Their goal has been to create an area where they can present the evidence so visitors can make their own conclusions about Bigfoot…and have fun! Exhibits include evidence that guests can touch and feel, including actual footprint and handprint casts, Native American artefacts and even a life-sized Bigfoot named Murphy. Murphy was crafted by an animatronics studio and captures all of the creature’s supposed physical characteristics. There’s also a gift shop with loads of Bigfoot merchandise.

Despite the name of the town the Bigfoot Museum in Boring is anything but boring.

Bigfoot Museum in Boring int

After exploring the Centre you will want to get out and sightsee the area yourself. In the nearby town of Estacada families, artists and adventure seekers all find a connection to this part of Mt. Hood.

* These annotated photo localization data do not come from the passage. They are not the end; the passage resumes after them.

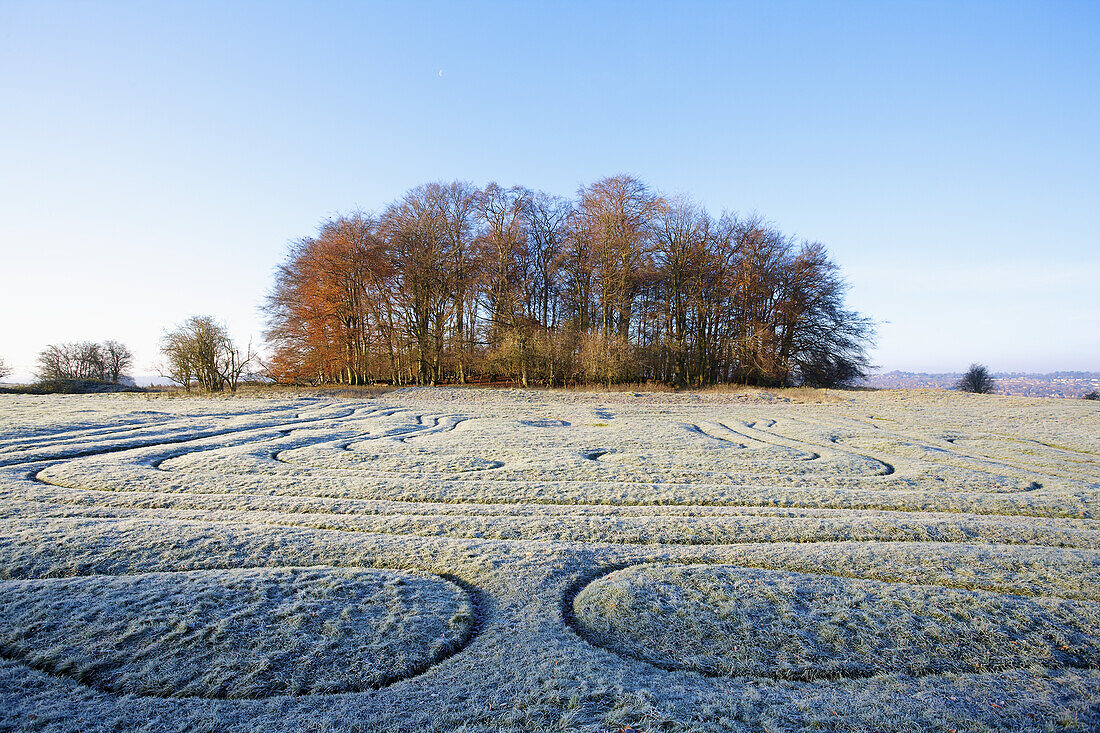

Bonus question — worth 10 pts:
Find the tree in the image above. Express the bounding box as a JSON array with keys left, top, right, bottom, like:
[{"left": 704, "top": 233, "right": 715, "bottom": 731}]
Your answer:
[
  {"left": 479, "top": 183, "right": 532, "bottom": 384},
  {"left": 522, "top": 191, "right": 571, "bottom": 385},
  {"left": 1082, "top": 389, "right": 1098, "bottom": 401},
  {"left": 0, "top": 356, "right": 10, "bottom": 380},
  {"left": 36, "top": 344, "right": 71, "bottom": 381},
  {"left": 162, "top": 316, "right": 256, "bottom": 392},
  {"left": 36, "top": 342, "right": 102, "bottom": 381},
  {"left": 263, "top": 213, "right": 394, "bottom": 385},
  {"left": 220, "top": 337, "right": 258, "bottom": 393},
  {"left": 729, "top": 220, "right": 791, "bottom": 385},
  {"left": 101, "top": 341, "right": 134, "bottom": 383},
  {"left": 441, "top": 182, "right": 480, "bottom": 384},
  {"left": 780, "top": 242, "right": 875, "bottom": 387},
  {"left": 34, "top": 341, "right": 133, "bottom": 383},
  {"left": 956, "top": 363, "right": 997, "bottom": 394},
  {"left": 524, "top": 191, "right": 569, "bottom": 332},
  {"left": 575, "top": 175, "right": 658, "bottom": 340},
  {"left": 653, "top": 197, "right": 711, "bottom": 386},
  {"left": 383, "top": 184, "right": 456, "bottom": 385}
]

Sprinkled around Estacada’s downtown area are a series of colourful murals located on the sides of buildings, which depict the history of the region. The “Artback” program was started by a group of local artists in 1992, many of whom paint for local McMenamins hotels and restaurants. There are now more than 20 murals, ranging from the logging heritage of the town to the Estacada Festival of the Fungus.

Estacada is also the perfect starting point for many outdoor adventures, including riding the Cascading Rivers Scenic Bikeway. This 71-mile state-designated route follows two rugged and beautiful rivers running through old growth forests. For a family friendly option, there is an easy 12-mile portion of the bikeway beginning near Estacada that mostly runs along a gated road that’s free of motor vehicles.

Located on the North Fork Reservoir of the Clackamas River, water enthusiasts and families head to Promontory Park and Marina to enjoy fishing, camping and boating. The park offers pontoon boat rentals, which provides an easy and affordable way to get on the water. Book a camping spot at Promontory Park Campground to continue the fun. This campground provides the perfect variety of options to spend the night, including tent and RV sites, as well as the ability to rent yomes (a cross between a yurt and dome with canvas walls) and cabins.

At Milo McIver State Park visitors enjoy hiking and equestrian trails, campsites, fishing, boating and a 27-hole disc golf course. Take the Bat Trail at dusk, which features five bat houses and six resident bat species.

And no visit to Estacada is complete without a trip to Stone Circle Cider, Mt. Hood Territory’s first on-farm cidery. Owner Dan Lawrence spent six months in England studying the cider making process; guests can feel confident they are tasting ciders in the traditional Southwest English style. Toast to your latest adventure on Mt. Hood and have a pint while planning your next.